The aim of this study was to describe the etiologies, clinicopathologic findings, diagnostic modalities employed, treatments and outcome of horses with septic bicipital bursitis.
Medical records of horses diagnosed with septic bicipital bursitis between 2000 and 2021 were reviewed. Horses were included if synoviocentesis of the bicipital bursa revealed a total nucleated cell count of ≥ 20,000 cells/µL with a neutrophil proportion of ≥ 80%, a total protein concentration of ≥ 4.0 g/dL or the presence of bacteria on cytology, or positive culture of the synovial fluid.
Information retrieved from medical records included signalment, history, clinicopathologic variables, diagnostic imaging findings, treatment and outcome.
Overall, nine horses were enrolled in the study.
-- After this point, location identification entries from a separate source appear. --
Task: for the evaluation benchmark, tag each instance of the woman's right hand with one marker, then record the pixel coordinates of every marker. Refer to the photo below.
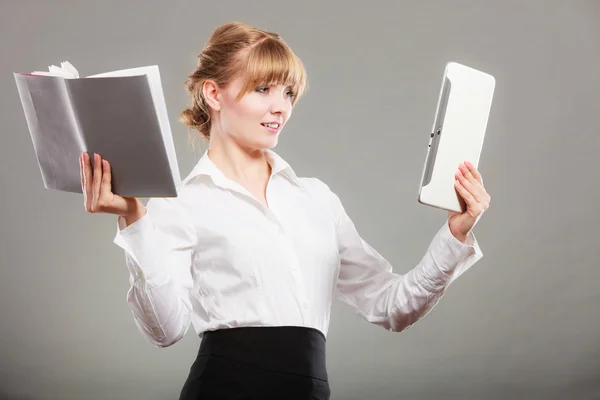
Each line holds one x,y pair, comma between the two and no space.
97,191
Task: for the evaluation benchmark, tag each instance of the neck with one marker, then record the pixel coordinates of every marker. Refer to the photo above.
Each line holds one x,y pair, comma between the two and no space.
239,164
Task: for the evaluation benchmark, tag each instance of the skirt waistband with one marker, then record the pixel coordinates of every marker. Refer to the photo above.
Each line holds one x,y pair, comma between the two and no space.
285,349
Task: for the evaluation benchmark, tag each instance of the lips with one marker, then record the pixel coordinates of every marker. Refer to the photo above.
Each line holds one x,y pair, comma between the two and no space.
272,125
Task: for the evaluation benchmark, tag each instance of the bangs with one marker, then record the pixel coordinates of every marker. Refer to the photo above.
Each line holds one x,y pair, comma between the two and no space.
271,62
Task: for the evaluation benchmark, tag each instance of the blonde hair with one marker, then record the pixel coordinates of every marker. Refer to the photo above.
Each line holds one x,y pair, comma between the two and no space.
236,49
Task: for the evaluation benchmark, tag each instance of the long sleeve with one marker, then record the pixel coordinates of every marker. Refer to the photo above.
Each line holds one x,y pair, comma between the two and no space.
394,301
158,253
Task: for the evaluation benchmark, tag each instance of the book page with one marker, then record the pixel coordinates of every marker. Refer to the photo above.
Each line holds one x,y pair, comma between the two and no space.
53,129
118,120
153,74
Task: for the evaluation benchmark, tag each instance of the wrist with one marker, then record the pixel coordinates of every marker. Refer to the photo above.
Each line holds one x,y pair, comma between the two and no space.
135,212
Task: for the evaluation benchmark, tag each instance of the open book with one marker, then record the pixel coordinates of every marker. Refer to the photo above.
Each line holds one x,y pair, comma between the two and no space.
120,115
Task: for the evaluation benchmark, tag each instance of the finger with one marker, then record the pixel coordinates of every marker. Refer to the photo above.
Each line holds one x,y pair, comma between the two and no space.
106,179
468,184
81,173
472,204
474,172
97,179
87,175
472,184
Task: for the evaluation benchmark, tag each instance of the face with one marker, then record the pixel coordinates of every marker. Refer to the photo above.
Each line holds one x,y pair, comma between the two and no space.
255,120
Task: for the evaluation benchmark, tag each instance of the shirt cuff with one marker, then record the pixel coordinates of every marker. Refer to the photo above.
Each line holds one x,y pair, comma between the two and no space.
450,256
141,243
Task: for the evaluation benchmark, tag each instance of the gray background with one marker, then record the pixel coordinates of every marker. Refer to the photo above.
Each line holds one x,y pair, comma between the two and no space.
523,323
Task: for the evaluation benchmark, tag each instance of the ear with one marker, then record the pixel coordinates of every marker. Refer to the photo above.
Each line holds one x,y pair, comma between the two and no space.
210,90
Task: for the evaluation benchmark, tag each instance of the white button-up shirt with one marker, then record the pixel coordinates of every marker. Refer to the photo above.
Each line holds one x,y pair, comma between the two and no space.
215,257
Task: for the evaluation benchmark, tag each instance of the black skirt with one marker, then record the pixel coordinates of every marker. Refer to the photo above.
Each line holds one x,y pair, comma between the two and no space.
246,363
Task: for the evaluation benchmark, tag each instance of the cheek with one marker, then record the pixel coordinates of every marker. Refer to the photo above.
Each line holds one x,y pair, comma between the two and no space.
245,114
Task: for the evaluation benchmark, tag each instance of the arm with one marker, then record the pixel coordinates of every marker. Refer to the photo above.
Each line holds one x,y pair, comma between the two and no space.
158,254
394,301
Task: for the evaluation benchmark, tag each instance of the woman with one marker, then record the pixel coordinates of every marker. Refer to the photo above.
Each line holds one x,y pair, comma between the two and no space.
253,255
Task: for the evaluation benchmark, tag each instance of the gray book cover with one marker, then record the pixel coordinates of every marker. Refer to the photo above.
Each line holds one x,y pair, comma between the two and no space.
122,118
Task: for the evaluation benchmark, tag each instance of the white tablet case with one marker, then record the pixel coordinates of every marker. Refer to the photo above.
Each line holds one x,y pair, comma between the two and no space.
457,135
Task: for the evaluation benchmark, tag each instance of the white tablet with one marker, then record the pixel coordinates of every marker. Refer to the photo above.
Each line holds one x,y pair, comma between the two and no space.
457,135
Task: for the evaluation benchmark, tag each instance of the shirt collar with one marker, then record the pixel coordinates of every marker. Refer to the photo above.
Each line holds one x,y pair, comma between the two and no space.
206,167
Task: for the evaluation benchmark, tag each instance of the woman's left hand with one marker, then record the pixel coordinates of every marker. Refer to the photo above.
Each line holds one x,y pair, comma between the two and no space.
469,186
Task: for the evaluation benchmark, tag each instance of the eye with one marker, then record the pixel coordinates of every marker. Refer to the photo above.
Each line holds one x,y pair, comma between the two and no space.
291,94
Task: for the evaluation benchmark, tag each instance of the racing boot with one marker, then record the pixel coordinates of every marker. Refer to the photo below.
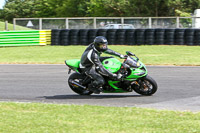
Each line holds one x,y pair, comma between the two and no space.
94,89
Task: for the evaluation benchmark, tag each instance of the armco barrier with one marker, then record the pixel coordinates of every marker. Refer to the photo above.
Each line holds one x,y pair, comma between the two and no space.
127,36
25,38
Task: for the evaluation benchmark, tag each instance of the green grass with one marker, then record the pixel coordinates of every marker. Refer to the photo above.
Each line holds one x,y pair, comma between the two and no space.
10,27
150,55
55,118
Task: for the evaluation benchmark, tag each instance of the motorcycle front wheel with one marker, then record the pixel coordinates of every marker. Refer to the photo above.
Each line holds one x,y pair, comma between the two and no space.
146,86
78,78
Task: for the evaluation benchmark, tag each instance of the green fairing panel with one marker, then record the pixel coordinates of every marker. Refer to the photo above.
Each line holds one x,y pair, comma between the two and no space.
112,64
73,62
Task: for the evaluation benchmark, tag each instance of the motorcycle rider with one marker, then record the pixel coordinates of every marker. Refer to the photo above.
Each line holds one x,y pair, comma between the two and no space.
91,65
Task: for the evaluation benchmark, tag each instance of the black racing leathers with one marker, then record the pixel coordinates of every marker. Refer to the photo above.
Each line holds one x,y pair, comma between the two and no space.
91,59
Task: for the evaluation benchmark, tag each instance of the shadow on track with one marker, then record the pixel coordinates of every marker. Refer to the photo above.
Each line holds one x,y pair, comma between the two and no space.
88,97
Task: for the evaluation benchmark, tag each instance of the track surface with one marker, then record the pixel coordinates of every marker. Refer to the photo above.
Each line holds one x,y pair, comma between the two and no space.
178,88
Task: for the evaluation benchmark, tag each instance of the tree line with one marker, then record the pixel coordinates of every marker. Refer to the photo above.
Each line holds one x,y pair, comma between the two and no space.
97,8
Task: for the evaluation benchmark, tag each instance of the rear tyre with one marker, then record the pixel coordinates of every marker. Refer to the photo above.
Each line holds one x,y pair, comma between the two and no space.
147,86
78,78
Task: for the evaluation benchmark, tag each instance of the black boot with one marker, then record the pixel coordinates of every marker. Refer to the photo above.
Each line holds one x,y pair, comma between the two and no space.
94,89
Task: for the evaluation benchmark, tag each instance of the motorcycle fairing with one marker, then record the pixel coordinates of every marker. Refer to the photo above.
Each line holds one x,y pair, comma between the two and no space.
73,64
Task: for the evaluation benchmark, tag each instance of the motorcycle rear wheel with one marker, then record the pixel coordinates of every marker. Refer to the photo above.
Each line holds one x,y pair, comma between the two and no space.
147,86
78,78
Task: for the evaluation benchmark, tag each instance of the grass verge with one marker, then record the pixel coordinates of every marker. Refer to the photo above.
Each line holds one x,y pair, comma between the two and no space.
52,118
150,55
10,27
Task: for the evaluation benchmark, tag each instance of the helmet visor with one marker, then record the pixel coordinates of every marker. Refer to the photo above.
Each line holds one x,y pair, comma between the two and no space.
103,46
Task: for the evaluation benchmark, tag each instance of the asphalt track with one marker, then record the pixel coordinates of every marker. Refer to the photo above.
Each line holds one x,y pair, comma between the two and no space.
178,88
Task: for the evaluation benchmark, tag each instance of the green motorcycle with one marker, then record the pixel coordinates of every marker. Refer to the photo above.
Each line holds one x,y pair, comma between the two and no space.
132,71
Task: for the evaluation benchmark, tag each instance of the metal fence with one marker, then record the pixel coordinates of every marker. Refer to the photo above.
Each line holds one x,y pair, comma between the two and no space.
103,22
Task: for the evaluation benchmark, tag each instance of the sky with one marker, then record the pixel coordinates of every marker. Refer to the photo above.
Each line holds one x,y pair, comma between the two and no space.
2,2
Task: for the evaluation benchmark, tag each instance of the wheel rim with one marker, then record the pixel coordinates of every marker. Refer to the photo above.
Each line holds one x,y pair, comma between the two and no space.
75,86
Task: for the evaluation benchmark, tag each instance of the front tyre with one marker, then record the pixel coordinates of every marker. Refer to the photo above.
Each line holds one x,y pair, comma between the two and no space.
146,86
78,78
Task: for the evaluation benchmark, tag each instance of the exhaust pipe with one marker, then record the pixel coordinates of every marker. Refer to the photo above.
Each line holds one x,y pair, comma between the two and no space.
76,83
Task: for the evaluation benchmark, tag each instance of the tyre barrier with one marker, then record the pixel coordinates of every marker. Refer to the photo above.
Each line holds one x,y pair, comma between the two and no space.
25,38
127,36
Trauma was the most common inciting cause (n = 6).
Synoviocentesis using ultrasonographic guidance was performed in all cases and showed alterations consistent with septic synovitis.
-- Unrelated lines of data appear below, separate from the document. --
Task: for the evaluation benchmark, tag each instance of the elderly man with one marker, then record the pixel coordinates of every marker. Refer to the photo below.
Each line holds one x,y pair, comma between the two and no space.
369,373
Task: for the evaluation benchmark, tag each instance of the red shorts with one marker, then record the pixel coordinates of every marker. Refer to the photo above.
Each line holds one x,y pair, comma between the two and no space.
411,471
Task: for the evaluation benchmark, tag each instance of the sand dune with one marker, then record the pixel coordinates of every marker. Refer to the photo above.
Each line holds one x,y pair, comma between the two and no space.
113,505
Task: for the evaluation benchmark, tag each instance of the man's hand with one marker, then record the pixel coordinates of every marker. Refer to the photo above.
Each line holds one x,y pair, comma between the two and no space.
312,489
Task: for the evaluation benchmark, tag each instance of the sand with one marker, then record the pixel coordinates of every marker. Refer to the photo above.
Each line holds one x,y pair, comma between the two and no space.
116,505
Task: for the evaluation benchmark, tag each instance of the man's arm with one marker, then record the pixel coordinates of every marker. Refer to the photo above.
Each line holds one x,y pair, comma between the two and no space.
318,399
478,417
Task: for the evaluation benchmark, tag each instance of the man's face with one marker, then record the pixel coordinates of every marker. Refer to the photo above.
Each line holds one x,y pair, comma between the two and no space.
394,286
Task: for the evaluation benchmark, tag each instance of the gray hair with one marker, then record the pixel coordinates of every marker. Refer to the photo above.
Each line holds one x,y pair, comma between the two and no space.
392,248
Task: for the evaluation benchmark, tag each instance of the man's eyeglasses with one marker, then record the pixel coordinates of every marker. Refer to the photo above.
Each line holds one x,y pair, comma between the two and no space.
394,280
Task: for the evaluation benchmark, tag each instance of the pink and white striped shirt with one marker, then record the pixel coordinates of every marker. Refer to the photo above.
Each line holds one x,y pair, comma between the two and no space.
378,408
Radiography identified pathology in five horses, whereas ultrasonography identified pathology in all horses.
Treatment consisted of bursoscopy (n = 6) of the bicipital bursa of which one was performed under standing sedation, through-and-through needle lavage (3), bursotomy (2) or medical management alone (2).
Five (55.6%) horses survived to discharge. Long-term follow-up was available for three horses, and all were serviceably sound, with two in training as pleasure horses and one case continuing retirement.
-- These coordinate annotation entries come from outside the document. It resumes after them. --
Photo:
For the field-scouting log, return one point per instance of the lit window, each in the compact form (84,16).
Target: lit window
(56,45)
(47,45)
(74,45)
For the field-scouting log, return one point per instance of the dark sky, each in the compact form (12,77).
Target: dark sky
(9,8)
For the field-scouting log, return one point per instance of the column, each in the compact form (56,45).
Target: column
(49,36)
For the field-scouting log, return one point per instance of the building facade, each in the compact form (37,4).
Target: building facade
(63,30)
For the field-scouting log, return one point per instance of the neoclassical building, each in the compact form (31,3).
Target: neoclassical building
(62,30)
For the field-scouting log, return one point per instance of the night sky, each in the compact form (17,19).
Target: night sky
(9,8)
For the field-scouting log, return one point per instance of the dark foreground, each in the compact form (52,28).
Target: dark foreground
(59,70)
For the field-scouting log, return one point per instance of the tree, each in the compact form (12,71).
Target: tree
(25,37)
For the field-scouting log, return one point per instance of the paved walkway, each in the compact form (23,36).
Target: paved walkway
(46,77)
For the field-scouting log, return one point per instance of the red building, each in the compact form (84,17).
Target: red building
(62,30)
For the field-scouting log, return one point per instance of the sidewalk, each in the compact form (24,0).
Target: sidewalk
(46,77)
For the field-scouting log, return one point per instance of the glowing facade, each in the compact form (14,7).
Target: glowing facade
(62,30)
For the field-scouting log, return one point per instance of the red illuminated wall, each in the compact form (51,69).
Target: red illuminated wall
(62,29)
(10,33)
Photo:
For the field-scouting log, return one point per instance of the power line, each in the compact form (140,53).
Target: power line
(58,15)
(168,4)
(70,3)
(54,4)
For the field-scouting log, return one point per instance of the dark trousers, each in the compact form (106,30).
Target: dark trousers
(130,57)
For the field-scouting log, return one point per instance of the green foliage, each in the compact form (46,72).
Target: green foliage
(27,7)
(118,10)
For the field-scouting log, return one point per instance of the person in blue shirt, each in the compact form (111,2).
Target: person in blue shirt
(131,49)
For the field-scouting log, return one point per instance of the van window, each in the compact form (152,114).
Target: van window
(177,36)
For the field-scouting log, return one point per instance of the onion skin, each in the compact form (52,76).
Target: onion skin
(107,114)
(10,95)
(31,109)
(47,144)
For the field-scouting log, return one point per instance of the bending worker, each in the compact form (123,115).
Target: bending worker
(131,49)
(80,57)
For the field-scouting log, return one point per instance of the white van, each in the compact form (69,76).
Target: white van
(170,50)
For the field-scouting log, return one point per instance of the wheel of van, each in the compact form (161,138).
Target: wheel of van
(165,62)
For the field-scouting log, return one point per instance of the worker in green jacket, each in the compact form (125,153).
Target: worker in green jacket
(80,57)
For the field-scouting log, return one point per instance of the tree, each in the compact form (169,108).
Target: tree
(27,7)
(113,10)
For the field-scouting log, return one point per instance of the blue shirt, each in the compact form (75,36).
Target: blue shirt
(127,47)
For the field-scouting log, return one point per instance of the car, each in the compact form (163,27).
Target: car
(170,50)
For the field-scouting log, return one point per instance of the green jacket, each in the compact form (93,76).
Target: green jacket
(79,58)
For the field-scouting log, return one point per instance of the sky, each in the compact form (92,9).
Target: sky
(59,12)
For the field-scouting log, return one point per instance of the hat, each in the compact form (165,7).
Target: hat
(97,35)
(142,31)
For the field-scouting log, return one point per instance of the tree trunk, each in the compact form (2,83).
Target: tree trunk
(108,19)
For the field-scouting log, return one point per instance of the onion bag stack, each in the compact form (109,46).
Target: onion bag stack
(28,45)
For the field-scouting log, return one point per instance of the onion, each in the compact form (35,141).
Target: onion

In conclusion, ultrasonography was the most informative imaging modality and paramount in obtaining synovial fluid samples for definitive diagnosis of septic bicipital bursitis.
Bursoscopy performed under standing sedation is a feasible treatment option. Horses treated for bicipital septic bursitis have a fair prognosis for survival and may return to some level of athletic performance.
Pius Spiesshofer et al. “Septic inflammation of the bicipital bursa: clinical, imaging, and surgical findings in nine horses.” J Am Vet Med Assoc. 23 May 2023;1-8. doi: 10.2460/javma.23.02.0074.